Documents like historic maps give us some idea of the developmental history of an urban lot like that at 810 Royal. Likewise, when we have previous archaeological investigations like those at Madame John’s or at St. Anthony’s Garden, we have a better idea of what to expect beneath the ground. However, even though there are a number of sophisticated remote sensing tools available these days, there’ s still only one way to figure out what has been preserved beneath the ground: going out and testing it, typically through a technique called shovel testing. Digging a shovel test involves excavating a small test pit, usually no more than 30 to 50 cm in diameter, and systematically collecting the artifacts found in each layer within it. These tests are then used to inform decisions about the research potential of a site, by providing data on what time periods and occupations are best-represented. We knew, for instance, that the 810 Royal lot had been continuously occupied for almost 300 years; however, only through testing could we determine, for example, that materials from the 1730s were better preserved than ones from the 1750s. Once we extend these tests across the site, we can get a sense of how the strata –layers of soil and debris—are arranged, and we can then target the areas with the best-preserved or most unique historic remains.

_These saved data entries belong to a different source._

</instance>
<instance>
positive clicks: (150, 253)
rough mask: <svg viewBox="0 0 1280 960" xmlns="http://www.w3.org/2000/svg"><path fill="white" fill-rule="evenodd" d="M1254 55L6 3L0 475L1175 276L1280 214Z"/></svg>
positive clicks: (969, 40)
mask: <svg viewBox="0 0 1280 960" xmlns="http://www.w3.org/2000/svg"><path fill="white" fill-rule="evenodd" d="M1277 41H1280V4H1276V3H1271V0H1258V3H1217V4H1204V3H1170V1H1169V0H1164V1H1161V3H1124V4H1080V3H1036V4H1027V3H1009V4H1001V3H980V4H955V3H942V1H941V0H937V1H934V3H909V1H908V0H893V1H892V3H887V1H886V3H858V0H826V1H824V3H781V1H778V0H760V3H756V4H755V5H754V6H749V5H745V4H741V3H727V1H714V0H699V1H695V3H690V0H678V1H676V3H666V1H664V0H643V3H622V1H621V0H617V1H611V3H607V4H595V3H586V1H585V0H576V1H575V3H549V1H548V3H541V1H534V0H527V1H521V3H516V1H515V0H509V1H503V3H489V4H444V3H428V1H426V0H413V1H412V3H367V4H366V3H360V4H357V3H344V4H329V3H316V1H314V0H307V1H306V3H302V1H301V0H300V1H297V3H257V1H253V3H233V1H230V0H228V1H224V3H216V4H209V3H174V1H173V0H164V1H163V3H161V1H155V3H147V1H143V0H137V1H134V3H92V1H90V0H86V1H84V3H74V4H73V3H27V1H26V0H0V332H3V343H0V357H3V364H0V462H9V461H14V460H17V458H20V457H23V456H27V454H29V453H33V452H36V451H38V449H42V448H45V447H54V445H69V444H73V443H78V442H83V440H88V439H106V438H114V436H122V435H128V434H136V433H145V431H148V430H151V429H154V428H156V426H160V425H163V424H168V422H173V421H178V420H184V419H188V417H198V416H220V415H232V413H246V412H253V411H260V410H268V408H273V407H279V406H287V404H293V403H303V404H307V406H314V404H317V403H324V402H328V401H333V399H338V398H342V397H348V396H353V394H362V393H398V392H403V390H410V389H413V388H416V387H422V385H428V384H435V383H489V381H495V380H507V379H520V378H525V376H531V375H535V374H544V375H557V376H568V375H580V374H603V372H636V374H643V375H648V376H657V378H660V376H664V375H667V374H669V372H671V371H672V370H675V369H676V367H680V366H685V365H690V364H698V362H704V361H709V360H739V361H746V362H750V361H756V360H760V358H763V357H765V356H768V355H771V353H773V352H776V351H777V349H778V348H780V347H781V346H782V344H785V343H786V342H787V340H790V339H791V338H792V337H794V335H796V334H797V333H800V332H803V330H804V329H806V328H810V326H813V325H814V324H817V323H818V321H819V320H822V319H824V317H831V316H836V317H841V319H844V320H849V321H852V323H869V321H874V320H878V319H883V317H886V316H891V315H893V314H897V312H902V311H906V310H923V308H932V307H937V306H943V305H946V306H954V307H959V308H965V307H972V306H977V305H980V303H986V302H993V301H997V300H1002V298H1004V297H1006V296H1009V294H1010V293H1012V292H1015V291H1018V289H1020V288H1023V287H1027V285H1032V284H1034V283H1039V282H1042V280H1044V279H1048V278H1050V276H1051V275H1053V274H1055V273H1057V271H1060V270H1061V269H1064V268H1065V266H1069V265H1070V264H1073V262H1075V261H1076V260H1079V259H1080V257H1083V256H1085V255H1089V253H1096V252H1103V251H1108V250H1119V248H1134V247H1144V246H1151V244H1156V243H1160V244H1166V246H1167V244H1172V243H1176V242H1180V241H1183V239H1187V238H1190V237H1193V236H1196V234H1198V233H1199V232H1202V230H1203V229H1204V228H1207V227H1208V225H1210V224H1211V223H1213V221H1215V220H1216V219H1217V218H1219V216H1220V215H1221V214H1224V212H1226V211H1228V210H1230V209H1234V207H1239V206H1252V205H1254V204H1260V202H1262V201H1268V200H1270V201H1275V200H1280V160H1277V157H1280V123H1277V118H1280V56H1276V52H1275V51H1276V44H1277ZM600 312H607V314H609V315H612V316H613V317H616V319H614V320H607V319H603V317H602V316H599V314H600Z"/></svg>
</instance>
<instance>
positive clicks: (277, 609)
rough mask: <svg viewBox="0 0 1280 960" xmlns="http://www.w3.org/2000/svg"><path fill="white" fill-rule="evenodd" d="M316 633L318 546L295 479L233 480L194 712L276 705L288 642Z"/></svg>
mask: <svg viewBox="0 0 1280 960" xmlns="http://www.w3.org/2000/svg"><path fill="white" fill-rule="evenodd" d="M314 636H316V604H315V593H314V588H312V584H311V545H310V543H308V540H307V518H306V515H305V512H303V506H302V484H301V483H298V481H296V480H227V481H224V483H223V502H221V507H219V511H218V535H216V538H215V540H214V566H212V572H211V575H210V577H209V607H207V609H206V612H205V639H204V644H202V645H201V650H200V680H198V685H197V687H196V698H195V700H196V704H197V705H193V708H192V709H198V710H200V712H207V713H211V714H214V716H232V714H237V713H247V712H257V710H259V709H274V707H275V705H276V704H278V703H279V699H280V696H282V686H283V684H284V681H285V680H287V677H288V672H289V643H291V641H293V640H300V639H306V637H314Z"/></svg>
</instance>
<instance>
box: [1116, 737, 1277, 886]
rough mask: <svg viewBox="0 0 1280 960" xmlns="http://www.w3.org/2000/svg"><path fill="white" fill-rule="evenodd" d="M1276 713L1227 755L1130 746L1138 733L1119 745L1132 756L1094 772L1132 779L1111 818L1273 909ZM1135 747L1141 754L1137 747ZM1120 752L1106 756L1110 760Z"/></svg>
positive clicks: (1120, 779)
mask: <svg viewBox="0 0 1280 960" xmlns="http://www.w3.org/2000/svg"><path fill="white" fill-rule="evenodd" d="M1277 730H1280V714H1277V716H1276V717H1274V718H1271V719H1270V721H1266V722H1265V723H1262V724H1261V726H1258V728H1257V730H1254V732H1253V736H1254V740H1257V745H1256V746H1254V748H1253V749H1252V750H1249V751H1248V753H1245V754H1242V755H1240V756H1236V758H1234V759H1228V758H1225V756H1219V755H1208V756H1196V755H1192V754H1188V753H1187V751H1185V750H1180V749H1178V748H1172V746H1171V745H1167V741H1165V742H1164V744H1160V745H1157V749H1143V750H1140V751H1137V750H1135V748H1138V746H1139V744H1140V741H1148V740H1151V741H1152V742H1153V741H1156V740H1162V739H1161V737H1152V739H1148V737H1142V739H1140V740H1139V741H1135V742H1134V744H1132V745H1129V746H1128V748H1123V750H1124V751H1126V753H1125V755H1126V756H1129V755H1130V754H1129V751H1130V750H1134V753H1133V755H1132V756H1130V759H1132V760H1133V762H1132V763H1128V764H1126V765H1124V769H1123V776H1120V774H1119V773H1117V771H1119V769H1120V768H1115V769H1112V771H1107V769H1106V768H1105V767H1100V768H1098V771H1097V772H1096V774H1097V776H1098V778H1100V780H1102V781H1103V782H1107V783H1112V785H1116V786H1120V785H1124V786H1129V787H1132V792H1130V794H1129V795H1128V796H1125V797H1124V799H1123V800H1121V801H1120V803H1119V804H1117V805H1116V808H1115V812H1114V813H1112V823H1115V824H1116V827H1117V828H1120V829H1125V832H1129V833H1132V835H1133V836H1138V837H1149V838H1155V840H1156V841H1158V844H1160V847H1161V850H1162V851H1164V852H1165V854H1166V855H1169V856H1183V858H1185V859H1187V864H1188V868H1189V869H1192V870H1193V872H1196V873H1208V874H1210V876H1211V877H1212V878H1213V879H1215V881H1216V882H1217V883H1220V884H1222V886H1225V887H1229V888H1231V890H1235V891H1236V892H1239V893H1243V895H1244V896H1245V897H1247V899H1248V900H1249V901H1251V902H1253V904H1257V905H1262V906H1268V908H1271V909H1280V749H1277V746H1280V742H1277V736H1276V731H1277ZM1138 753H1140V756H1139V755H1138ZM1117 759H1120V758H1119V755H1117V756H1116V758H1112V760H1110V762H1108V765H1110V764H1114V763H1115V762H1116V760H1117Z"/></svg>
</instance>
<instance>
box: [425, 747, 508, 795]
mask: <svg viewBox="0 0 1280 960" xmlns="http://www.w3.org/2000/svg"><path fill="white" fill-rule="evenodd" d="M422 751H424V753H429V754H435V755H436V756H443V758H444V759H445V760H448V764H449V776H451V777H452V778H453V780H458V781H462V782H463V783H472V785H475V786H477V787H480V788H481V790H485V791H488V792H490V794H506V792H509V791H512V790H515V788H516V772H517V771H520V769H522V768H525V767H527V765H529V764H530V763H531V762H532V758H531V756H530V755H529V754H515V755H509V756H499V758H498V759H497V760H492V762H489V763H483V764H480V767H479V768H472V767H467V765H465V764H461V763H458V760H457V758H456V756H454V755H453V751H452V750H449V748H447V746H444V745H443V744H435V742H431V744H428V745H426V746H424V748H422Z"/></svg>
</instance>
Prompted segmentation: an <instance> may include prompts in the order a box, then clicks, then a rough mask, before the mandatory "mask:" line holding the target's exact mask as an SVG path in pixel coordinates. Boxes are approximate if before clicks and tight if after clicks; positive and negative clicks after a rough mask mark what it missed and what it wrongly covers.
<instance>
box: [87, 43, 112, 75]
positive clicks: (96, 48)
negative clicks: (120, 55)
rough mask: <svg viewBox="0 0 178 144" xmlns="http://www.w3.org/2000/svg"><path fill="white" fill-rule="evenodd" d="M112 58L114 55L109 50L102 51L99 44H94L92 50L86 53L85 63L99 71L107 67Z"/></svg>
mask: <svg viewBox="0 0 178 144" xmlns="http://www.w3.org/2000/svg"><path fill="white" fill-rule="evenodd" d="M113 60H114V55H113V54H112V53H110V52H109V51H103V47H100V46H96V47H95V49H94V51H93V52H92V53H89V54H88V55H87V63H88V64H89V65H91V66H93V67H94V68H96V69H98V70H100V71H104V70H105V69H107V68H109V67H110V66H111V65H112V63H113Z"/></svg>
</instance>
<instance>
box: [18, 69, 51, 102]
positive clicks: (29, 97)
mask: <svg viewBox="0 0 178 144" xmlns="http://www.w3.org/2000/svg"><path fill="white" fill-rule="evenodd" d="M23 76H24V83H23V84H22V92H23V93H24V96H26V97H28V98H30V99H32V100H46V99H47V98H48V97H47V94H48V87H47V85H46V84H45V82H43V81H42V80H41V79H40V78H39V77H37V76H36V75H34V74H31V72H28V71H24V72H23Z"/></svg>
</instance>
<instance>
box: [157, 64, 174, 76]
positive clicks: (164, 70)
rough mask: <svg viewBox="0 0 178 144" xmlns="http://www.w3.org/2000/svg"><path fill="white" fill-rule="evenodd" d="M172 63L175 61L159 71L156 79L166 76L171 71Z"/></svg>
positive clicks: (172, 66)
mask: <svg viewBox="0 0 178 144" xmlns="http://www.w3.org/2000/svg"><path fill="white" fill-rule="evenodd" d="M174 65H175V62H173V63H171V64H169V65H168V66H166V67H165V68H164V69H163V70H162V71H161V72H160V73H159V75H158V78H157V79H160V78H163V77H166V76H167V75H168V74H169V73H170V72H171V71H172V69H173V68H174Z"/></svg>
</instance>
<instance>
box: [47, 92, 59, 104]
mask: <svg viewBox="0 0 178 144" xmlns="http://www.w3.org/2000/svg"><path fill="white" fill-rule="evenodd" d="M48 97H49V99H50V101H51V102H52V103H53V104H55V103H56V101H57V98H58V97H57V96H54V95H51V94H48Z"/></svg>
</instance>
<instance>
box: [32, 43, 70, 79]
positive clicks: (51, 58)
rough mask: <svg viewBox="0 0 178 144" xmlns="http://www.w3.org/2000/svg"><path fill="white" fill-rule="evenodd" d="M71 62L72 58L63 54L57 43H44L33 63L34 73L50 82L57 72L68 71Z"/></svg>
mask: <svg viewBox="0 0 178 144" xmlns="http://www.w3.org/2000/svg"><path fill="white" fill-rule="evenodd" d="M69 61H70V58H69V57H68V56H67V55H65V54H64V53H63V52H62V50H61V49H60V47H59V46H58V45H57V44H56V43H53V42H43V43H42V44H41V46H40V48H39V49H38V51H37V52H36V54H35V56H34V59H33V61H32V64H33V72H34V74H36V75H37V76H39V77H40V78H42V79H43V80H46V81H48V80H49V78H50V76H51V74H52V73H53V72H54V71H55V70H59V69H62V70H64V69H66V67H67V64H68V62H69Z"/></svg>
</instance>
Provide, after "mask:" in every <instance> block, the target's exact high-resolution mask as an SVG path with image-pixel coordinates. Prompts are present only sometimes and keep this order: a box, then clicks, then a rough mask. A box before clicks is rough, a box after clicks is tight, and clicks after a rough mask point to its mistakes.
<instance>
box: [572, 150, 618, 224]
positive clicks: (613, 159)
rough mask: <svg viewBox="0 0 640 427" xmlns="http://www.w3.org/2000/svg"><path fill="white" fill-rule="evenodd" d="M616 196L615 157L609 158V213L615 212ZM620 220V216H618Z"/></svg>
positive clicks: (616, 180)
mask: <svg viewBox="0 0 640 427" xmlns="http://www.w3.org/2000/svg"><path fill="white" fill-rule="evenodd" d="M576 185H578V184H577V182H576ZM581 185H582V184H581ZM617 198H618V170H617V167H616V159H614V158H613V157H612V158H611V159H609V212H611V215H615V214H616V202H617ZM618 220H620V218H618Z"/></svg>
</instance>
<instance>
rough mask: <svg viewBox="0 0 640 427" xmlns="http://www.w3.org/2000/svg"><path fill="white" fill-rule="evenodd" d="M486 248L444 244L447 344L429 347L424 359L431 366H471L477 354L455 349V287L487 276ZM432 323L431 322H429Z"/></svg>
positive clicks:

Testing was limited at 810 Royal by the presence of cement structural slabs occupying much of the lot. However, a space between these slabs offered the opportunity to examine stratigraphy across its main axis, from Royal Street to its rear. The presence of this open area initially did not seem promising, as it seemed like it might be due to the presence of a modern utility. However, shovel tests along its extent found a well-defined context representing debris from the 1788 fire, indicating that the levels deeper in the ground should be preserved.
The rear portions of urban lots are always areas of great archaeological potential, as they are often the locations of artifact-rich pit features like privy shafts and wells. Before the era of regular municipal trash collection, such holes in the ground became convenient receptacles for waste when they were no longer useful for their original function. While some of our tests involved the back part of the 810 Royal lot, it is obvious just from seeing the ground surface that such deposits are present here. One of our shovel tests actually sampled the interior corner of what appeared to be an early antebellum privy shaft, but it appears to have been at least partially cleaned out previously. Still, a number of unusual ceramic wares, ranging from Native American pottery to Spanish majolica, suggest additional potential in the area.